A expansão dos FIDCs reflete tanto o amadurecimento regulatório desse tipo de veículo quanto a busca de alternativas ao crédito bancário tradicional, especialmente em contextos de aperto monetário e seletividade maior por parte das instituições financeiras. Pedro Bianchi expõe que a securitização de recebíveis, quando estruturada com rigor técnico, amplia as fontes de financiamento disponíveis às empresas sem necessariamente elevar seu nível de endividamento direto junto a bancos.
O que são os FIDCs e como funcionam na prática?
Um FIDC é um condomínio de investidores que aplica recursos predominantemente em direitos creditórios, ou seja, em recebíveis originados de operações comerciais, financeiras ou de prestação de serviços.
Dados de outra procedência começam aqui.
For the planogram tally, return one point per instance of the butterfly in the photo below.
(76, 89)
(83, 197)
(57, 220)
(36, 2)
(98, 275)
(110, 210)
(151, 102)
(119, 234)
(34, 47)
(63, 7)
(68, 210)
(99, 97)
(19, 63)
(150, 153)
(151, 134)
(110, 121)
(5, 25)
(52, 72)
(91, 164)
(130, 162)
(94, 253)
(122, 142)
A estrutura permite que empresas antecipem valores a receber, convertendo créditos futuros em liquidez imediata, ao mesmo tempo em que oferece aos cotistas do fundo uma alternativa de investimento lastreada em ativos concretos e regulados pela Comissão de Valores Mobiliários.
Pedro Henrique Torres Bianchi aponta que a segmentação em cotas seniores e subordinadas figura entre os elementos técnicos mais relevantes desse tipo de veículo, pois define a ordem de prioridade no recebimento de recursos e distribui o risco entre diferentes perfis de investidores, o que torna o instrumento atrativo tanto para quem busca previsibilidade quanto para quem aceita maior exposição em troca de retorno potencialmente superior.
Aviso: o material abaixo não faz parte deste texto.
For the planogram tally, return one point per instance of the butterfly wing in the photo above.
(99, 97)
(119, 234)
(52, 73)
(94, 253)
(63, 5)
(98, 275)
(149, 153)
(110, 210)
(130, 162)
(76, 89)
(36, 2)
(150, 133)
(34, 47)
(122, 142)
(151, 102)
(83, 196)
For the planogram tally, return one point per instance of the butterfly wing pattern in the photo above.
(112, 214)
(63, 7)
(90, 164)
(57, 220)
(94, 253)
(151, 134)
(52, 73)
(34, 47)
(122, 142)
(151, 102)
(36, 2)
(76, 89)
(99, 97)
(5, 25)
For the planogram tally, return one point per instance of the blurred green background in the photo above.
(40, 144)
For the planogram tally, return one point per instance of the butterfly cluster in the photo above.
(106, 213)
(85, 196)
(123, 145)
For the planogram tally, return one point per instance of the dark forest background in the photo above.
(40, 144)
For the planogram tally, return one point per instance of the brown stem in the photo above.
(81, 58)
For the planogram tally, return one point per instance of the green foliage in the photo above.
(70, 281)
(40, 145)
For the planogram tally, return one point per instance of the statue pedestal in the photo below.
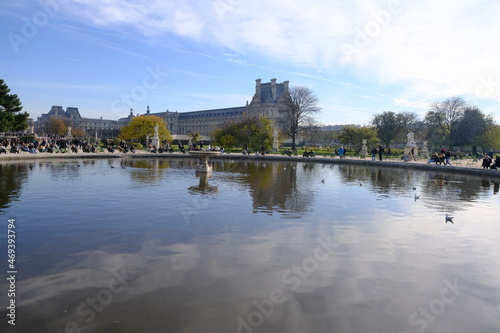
(364, 150)
(425, 150)
(203, 166)
(155, 141)
(409, 148)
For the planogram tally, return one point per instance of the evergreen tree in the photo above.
(11, 118)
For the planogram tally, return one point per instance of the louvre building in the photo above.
(266, 101)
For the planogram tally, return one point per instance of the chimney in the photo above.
(285, 84)
(273, 88)
(257, 87)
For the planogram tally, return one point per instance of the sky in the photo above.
(359, 57)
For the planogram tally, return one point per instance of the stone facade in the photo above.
(266, 101)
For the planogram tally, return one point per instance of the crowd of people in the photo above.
(443, 157)
(16, 145)
(489, 163)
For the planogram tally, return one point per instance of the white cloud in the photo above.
(431, 48)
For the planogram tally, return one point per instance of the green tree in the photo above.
(445, 116)
(353, 136)
(389, 126)
(470, 128)
(297, 111)
(11, 118)
(490, 138)
(195, 137)
(251, 132)
(141, 127)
Por que os FIDCs ganham espaço no mercado de recuperação de crédito?
O crescimento dos FIDCs no segmento de recuperação de crédito está associado à possibilidade de adquirir carteiras de recebíveis inadimplentes ou de difícil cobrança, transferindo a gestão desses ativos a estruturas especializadas na sua recuperação, o que libera as empresas originadoras para concentrar esforços em suas atividades principais, ao mesmo tempo em que oferece aos investidores acesso a ativos com potencial de retorno vinculado à eficiência da cobrança.
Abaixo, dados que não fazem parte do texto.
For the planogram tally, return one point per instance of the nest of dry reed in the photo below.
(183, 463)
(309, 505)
Profissional com experiência no contencioso empresarial e na administração de empresas em crise, Pedro Bianchi esclarece que a profissionalização da gestão de recebíveis problemáticos, quando conduzida por equipes especializadas, tende a produzir resultados de recuperação superiores aos obtidos por estruturas internas sem know-how específico nesse tipo de ativo, especialmente em carteiras de maior volume e complexidade.
Quais riscos exigem atenção na estruturação de um FIDC?
A montagem de um FIDC exige avaliação criteriosa da qualidade dos direitos creditórios que compõem a carteira, já que a inadimplência dos devedores originais impacta diretamente o retorno oferecido aos cotistas. Falhas na due diligence dos recebíveis, na precificação dos ativos ou na definição das regras de subordinação entre cotas podem comprometer a solidez financeira do fundo ao longo do tempo, tornando indispensável um processo estruturado de análise prévia sobre a origem e a consistência dos créditos que serão incorporados à carteira do fundo.
Pedro Henrique Torres Bianchi sinaliza que a governança do fundo, incluindo a atuação do administrador e do gestor, exerce papel determinante na mitigação desses riscos, na medida em que assegura transparência na prestação de contas e conformidade com as normas regulatórias aplicáveis a esse tipo de estrutura financeira. Auditorias periódicas e relatórios de desempenho também contribuem para manter cotistas informados sobre a evolução da carteira ao longo do tempo.
Como os FIDCs se conectam a processos de reestruturação empresarial?
Empresas em processo de reestruturação frequentemente recorrem à cessão de recebíveis como forma de gerar liquidez imediata, o que aproxima sua realidade financeira da lógica de funcionamento dos FIDCs, o que amplia as alternativas disponíveis para equacionar passivos e sustentar a continuidade operacional durante períodos de maior pressão sobre o caixa da empresa. A antecipação de recebíveis por meio desses fundos pode complementar outras estratégias de captação já adotadas no plano de reestruturação.
Pedro Bianchi pontua que a compreensão técnica sobre como funcionam esses veículos de investimento contribui para que empresas em dificuldade avaliem com mais clareza suas opções de captação, integrando a securitização de recebíveis ao conjunto mais amplo de estratégias voltadas à preservação da atividade empresarial, o que tende a fortalecer a consistência do planejamento financeiro adotado ao longo de todo o processo de reestruturação.